Understand risk identification and risk assessment

  • 3 minutes

Risk identification

Microsoft 365 risk management begins with risk identification. Risk identification emphasizes discovery activities to identify sources of known risks for all key control areas, internal and external threats, and vulnerabilities in the Microsoft 365 environment. The Microsoft 365 Trust team conducts interviews with Microsoft 365 service teams to identify new risks related to Microsoft 365 services and dependencies. The expertise of service team subject matter experts (SMEs) provides insights into risks that may be introduced incrementally as services grow, add new features, or leverage new dependencies.

In addition to SME interviews, the risk identification process incorporates data from continuous monitoring, including vulnerability scanning, Red Team/Blue Team attack simulation, independent audit findings, and incident management activities. For example, if Red Team attack simulations have indicated a vulnerability with an existing control implementation, that information would be included in the risk identification process. Reviews of previous year audit findings and trends in findings that expose gaps in controls are other examples of sources included in risk identification. The identification process also includes a review of decision logs, active security and compliance exceptions, mitigation work, and risks identified during previous risk assessments.

The Microsoft 365 Trust team uses SME interviews and continuous monitoring data to identify risks to the Microsoft 365 environment. Throughout this process, the Microsoft 365 Trust team works with service teams and risk owners to validate the accuracy and completeness of identified risks. Once all relevant risks have been identified, the Microsoft 365 Trust team proceeds to risk assessment.

Risk assessment

The Microsoft 365 Trust team assesses each identified risk using the ERM risk assessment methodology of impact, likelihood, and control deficiency. Impact addresses the negative ramifications of a risk being realized, such as loss of data confidentiality, customer trust, or compliance certifications. Likelihood identifies the probability that a potential risk will be realized. Likelihood is calculated by examining the frequency of any past occurrences along with the probability of future occurrences. Finally, control deficiency is calculated by analyzing the effectiveness of implemented security controls in mitigating the identified risk. These metrics are used to calculate a residual risk score that represents the severity of each risk after accounting for mitigating controls.

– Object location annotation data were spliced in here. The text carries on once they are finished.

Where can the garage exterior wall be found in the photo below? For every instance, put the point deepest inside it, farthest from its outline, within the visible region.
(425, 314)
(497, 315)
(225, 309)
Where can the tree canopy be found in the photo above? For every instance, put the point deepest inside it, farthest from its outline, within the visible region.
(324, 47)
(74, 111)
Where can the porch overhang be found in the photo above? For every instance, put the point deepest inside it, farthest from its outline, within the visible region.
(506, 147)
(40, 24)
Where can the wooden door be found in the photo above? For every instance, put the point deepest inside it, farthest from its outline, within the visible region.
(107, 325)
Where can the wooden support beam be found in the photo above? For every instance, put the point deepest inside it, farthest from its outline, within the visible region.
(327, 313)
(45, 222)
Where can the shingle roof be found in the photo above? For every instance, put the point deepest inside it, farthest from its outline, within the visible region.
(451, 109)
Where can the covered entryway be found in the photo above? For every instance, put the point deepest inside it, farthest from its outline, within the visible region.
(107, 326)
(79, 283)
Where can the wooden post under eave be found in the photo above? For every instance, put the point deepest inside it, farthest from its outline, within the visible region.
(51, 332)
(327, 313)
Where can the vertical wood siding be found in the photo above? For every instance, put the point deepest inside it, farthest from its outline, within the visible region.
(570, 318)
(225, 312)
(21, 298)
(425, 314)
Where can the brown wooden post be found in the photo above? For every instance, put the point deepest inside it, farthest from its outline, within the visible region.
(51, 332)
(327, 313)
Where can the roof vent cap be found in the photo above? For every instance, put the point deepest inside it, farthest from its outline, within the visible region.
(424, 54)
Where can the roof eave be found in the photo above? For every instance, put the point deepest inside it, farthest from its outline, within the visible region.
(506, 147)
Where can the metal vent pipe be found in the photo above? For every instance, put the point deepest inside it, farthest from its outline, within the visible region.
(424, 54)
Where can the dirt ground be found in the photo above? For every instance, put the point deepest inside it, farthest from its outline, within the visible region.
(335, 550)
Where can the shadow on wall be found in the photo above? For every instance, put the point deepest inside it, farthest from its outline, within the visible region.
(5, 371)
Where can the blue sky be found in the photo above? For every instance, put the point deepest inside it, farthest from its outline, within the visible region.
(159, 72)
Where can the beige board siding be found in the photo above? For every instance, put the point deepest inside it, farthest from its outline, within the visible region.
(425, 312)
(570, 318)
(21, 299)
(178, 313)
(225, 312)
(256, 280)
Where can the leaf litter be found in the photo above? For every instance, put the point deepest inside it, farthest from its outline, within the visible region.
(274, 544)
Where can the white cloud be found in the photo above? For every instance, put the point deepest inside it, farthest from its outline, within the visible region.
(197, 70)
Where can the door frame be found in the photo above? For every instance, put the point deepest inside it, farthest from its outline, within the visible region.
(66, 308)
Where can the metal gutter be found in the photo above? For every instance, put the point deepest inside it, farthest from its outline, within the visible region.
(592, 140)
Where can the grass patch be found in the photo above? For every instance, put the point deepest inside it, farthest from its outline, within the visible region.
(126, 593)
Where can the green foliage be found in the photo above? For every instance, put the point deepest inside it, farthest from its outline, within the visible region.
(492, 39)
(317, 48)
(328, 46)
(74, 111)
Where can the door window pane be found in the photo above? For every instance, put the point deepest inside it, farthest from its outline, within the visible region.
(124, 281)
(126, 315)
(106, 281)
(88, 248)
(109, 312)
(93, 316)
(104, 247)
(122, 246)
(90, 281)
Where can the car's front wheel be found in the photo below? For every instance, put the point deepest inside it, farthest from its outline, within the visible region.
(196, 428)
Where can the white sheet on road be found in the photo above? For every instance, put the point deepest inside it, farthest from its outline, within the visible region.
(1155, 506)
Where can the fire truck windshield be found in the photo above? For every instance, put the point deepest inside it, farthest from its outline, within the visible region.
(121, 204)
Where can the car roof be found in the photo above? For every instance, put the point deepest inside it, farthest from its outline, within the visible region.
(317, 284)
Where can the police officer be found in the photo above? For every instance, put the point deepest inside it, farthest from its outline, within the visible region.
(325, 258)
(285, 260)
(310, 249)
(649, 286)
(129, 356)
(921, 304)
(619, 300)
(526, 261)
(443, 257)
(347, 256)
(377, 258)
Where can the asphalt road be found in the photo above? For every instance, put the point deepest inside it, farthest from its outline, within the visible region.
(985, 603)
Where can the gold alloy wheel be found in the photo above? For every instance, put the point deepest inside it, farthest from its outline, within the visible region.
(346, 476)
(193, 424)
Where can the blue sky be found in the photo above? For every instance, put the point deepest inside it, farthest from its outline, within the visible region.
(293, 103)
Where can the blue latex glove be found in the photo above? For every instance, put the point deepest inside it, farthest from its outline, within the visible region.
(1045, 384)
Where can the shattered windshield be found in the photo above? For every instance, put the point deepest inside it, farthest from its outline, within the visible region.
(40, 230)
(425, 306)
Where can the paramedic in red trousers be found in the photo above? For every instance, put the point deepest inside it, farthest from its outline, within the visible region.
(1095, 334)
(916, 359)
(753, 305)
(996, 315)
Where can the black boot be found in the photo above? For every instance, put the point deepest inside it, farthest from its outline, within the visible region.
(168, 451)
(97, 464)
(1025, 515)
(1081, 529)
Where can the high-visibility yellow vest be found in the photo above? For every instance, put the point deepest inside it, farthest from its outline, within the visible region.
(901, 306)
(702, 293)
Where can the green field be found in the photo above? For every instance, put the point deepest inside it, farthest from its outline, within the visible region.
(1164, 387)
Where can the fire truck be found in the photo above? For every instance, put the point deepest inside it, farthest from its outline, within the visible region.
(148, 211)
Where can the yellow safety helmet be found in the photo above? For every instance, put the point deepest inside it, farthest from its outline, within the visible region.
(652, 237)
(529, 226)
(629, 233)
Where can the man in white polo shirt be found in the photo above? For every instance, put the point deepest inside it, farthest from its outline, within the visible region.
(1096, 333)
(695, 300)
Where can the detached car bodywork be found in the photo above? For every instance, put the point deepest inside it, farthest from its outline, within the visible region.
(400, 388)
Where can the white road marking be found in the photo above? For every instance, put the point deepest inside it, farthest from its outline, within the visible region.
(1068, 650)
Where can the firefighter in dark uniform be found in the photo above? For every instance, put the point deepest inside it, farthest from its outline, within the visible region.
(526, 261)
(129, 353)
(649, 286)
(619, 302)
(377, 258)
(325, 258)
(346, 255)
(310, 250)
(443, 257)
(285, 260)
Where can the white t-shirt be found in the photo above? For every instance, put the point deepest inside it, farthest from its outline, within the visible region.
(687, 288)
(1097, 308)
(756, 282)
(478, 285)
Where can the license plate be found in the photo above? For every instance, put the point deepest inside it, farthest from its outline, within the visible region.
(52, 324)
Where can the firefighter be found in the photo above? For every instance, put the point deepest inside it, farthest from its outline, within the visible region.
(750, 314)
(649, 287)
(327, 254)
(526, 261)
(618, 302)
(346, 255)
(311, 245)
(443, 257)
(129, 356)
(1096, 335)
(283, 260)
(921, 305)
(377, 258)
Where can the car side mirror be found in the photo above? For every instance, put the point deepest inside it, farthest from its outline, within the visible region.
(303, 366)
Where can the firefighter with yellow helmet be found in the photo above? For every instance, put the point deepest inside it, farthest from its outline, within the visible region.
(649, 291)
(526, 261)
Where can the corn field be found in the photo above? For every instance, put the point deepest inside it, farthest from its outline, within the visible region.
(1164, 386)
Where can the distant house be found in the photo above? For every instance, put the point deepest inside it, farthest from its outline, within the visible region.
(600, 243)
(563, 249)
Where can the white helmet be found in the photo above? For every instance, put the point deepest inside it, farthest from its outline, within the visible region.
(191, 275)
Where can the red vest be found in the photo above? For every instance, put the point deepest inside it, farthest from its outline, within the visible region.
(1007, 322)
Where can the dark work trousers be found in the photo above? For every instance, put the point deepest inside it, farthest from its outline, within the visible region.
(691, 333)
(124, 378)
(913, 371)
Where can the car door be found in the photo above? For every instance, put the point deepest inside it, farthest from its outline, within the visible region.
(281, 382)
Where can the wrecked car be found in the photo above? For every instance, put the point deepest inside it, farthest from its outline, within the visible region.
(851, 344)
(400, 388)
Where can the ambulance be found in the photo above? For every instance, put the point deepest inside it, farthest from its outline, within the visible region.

After risk scores have been calculated, the Microsoft 365 Trust team categorizes risks by severity. These categories align with the ERM risk assessment methodology and provide an aggregate view of high-level risks facing Microsoft 365. Risks can fall into one of four severity categories:

  • Severe: Areas of very high risk exposure that do not have adequate controls in place, or controls that are not operating as intended, and require remediation to mitigate the existing risk.
  • High: Areas of high risk exposure that do not have adequate controls in place, or controls that are not operating as intended, and require remediation to mitigate the existing risk.
  • Medium: Areas of medium risk exposure where there are moderate control deficiencies, inadequate controls in place, or controls that are not operating as intended.
  • Low: Areas of low risk exposure where there are minor deficiencies in implemented controls or policies.

Once the Microsoft 365 Trust team has assessed and categorized all identified risks, they meet with stakeholders from each service team to ensure their assessment accurately represents Microsoft 365's risk posture. Results of the assessment are reviewed by Microsoft 365 management.